With the sudden approach, we do not have a new store lined up.  That will take some time.   Since we have worked most all days in the last three years, first we need a vacation.  That does not mean we cannot meet the needs of our customers, existing and in to the future.  We also want to take time to evaluate what makes sense as our next move.  We have seen where our sales have come from, and that will help.

There is no real timeline on reopening, at this point.  We will continue to process orders on a timely basis, and we are able to accept new orders as well.  It also gives us a chance to reduce expenses in the short term improving the value we can offer our customers.  The economy is still ailing, and political turmoil has hindered economic growth, so lower expenses make sense.


We do appreciate our customers, and we will be there for you if you have questions or problems.  We will work with our vendors to ensure you have no issues.  We are a different type of mattress store, and that is why we usually call ourselves a bed store.

We intend to be back in our local market!  We appreciate our neighbors, and look forward to helping them sleep better, now and for years to come.  Interested in a great Comfortaire bed or Sleep Harmony bed?  Visit our web site for information on how to order.  We ship across the United States, and still offer the best value in sleep.  Perhaps you would like to help us as we help you?  That is possible as well by visiting our crowd funding promotion at Indiegogo.

Sunday, October 13, 2013

Gel Infused Foam

The history of bedding is replete with innovation and enhancements to make a great night's sleep attainable for the masses.  Consider that the earliest humans had no bedding stores, so they had to make do with things that were available to them.  Our early ancestors slept on the ground, and there are some today that as push back to the sales process still say they could do that.  Early sleepers slept on grass or moss.  Then came the elevated beds, to get some distance from some vermin that were getting in to the materials.  In the middle ages further enhancements included putting these materials in a sack, or using feathers instead of grass kept it more tidy.  In the late 1800s, not that long ago, innerspring replaced these materials to give a more consistent feel, and a longer lasting bed.

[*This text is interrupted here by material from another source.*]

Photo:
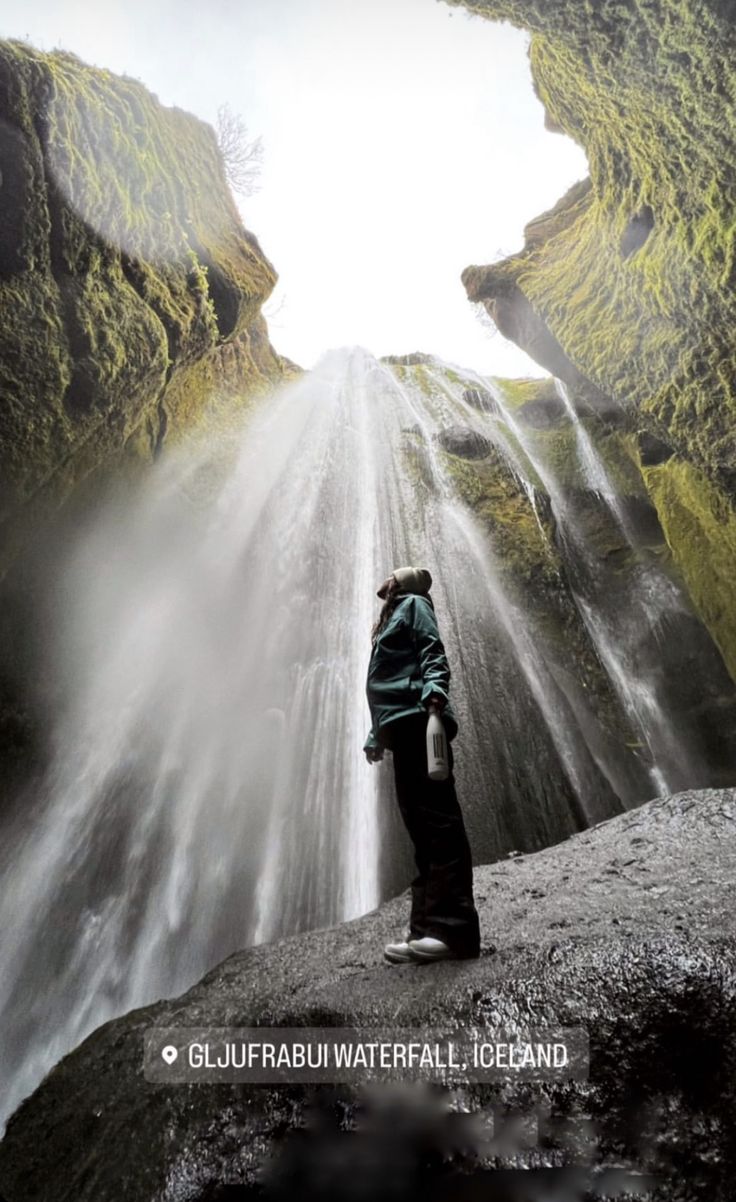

Then the improvements on springs, enhanced the sleep surface.  Cotton batting, and later foams softened the feel of this technology.  In the 1960s, experimentation began with other technologies, first to hit the market was water.  Water offered a pliable surface that would mold to the individual sleeper, and these alternatives had moderate success.  Latex foams were also coming in to their own with some beds becoming all foam.  In the late 1980s two new technologies were introduced, memory foam and air technology.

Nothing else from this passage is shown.